El Obeid — Les terribles nouvelles en provenance du Soudan se succèdent à un rythme effréné. Les chiffres sont effrayants : selon Reliefweb, depuis avril 2023, début du conflit, on compte 9,2 millions de personnes déplacées de force, dont 7,1 millions à l'intérieur du pays et 1,9 million dans les pays voisins.
Une situation tragique si l'on tient compte, en outre, du fait que le Soudan lui-même et plusieurs pays voisins accueillaient déjà un grand nombre de réfugiés avant cette nouvelle situation d'urgence (le Soudan à lui seul comptait environ 1 million de réfugiés fuyant d'autres zones de crise).
Le Sud-Soudan et le Tchad, deux pays littéralement pris d'assaut par les réfugiés transfrontaliers, accueillent respectivement 670 000 et 758 000 Soudanais et sont en train de s'effondrer. La population de réfugiés, désormais essentiellement civile, a besoin d'eau, de nourriture, d'abris, de soins de santé et de produits de première nécessité.
Le HCR s'efforce d'enregistrer les nouveaux arrivants et de les placer dans des lieux plus sûrs. Les ONG sont de moins en moins présentes car elles sont contraintes de quitter le pays ou de se déplacer pour des raisons de sécurité (comme Médecins Sans Frontières qui a dû suspendre ses activités à l'hôpital Sud d'El-Fasher, capitale de l'Etat du Darfour Nord, suite à des attaques répétées entre fin mai et début juin).
"La situation conflictuelle dans notre pays - rapporte Mgr Tombe Trille Yunan, évêque d'El-Obeid, à l'Agence Fides - est encore très grave, nous enregistrons constamment de nouveaux affrontements dans diverses régions du Soudan". Le conflit dure depuis plus d'un an (depuis le 15 avril 2023) et implique les deux leaders à la tête des deux factions, le général Abdel Fattah Al Burhan, chef du gouvernement et des forces armées, Saf et Mohamed Hamdan Dagalo, dit Hemedti, chef de la milice Rapid Support Forces (Rsf).
"La guerre entre ces deux groupes, poursuit l'évêque, a entraîné la destruction des institutions gouvernementales et privées, les gens souffrent de la faim, du manque de soins médicaux et de produits de première nécessité, y compris l'eau. La connexion à Internet est devenue un privilège pour quelques-uns et même pour ces derniers, elle a une durée de vie très limitée".
El-Obeid est la capitale de l'État du Nord-Kordofan, au Soudan.
L'évêque Tombe Trille a récemment exhorté les deux parties au conflit à s'agenouiller pour prier et mettre fin à un conflit aussi insensé que cruel. J'appelle les dirigeants à s'agenouiller pour prier", a déclaré le prélat, "et à écouter la voix de Dieu et la voix du peuple, des enfants, des femmes qui crient pour la paix, et aussi le sang qui coule de notre terre, des personnes absolument innocentes qui sont mortes dans les tirs croisés".

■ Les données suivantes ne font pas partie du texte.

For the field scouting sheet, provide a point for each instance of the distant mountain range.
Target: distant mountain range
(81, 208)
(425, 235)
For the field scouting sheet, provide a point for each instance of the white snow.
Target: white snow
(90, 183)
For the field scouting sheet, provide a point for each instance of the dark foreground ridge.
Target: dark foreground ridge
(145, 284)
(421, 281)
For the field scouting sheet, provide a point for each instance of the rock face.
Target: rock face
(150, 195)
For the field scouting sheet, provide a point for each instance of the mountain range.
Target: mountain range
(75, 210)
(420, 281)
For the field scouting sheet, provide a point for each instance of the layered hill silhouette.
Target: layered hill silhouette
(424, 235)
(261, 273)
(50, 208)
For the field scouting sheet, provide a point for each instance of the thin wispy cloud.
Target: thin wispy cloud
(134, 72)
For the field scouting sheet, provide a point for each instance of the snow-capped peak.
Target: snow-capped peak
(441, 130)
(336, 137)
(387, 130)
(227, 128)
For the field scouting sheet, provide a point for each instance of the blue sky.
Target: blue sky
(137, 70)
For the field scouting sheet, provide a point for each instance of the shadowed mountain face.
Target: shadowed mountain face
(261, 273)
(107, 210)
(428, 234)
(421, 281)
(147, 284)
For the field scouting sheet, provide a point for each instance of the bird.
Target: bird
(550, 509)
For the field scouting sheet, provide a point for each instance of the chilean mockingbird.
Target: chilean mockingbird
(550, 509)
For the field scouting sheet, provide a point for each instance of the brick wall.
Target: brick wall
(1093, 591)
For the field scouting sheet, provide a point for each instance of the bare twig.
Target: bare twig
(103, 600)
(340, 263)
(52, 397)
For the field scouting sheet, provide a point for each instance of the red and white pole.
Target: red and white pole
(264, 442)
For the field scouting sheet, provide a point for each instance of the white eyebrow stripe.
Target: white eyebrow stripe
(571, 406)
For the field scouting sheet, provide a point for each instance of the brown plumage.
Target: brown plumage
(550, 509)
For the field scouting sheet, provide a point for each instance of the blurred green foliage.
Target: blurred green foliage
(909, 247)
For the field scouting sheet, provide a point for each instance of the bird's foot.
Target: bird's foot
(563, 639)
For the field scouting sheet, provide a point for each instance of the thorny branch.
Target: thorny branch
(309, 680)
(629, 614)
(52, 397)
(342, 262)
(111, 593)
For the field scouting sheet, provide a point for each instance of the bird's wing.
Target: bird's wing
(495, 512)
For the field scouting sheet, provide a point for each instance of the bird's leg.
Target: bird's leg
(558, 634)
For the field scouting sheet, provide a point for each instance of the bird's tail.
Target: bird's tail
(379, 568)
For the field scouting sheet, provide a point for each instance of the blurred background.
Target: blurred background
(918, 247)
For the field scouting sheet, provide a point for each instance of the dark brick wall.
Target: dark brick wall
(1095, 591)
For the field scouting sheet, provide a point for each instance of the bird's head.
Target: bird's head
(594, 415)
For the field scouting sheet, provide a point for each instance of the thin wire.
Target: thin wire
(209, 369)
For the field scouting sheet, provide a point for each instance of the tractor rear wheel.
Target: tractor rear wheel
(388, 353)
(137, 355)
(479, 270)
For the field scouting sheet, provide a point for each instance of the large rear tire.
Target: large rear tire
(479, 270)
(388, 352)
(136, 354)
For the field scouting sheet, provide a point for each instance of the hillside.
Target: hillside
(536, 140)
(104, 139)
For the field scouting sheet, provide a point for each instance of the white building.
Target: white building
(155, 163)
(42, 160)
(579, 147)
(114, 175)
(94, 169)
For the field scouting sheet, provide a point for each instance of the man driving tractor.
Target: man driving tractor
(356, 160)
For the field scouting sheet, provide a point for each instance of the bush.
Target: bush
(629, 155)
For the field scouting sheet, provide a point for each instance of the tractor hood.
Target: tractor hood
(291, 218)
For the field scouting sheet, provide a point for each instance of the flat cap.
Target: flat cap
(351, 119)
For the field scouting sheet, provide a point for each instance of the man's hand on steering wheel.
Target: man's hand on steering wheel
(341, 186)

Cet appel est resté jusqu'à présent lettre morte.
"Aujourd'hui, reconnaît l'évêque, personne n'écoute personne, les dirigeants perpétuent les combats et les tueries et sont convaincus de l'emporter sur l'autre, et personne n'est disposé à prendre du recul et surtout à dialoguer. Les belligérants parlent de se débarrasser de l'autre plutôt que de dialoguer. Nos dirigeants ne sont pas encore prêts à se rencontrer. Leur mantra est 'l'autre groupe ne veut pas déposer les armes, le seul moyen est donc de le vaincre sur le terrain'".
Dans un tel contexte, il est également complexe d'accomplir les activités plus ordinaires liées à son travail pastoral. Se déplacer dans le diocèse ou au-delà, rencontrer les communautés, célébrer les messes et administrer les sacrements.
"Je me déplace pour mon travail pastoral à mes risques et périls, parfois à travers le désert. Pour parcourir une distance de deux heures, il me faut maintenant deux semaines ou au moins dix jours", confie Mgr Tombe Trille à l'Agence Fides.
"Malgré cela, ajoute-t-il, je continue à accomplir la mission, même si tout incite à la prudence. Je viens d'arriver du Sud Soudan, de la zone frontalière, pour l'ordination d'un diacre. Nous demandons toujours aux membres de nos communautés de se réconforter mutuellement, de persévérer dans la prière, la mission et l'administration des sacrements, même si certaines paroisses sont privées de nos services parce qu'elles ont été évacuées. Les catéchistes assurent la cohésion des communautés en ces temps difficiles".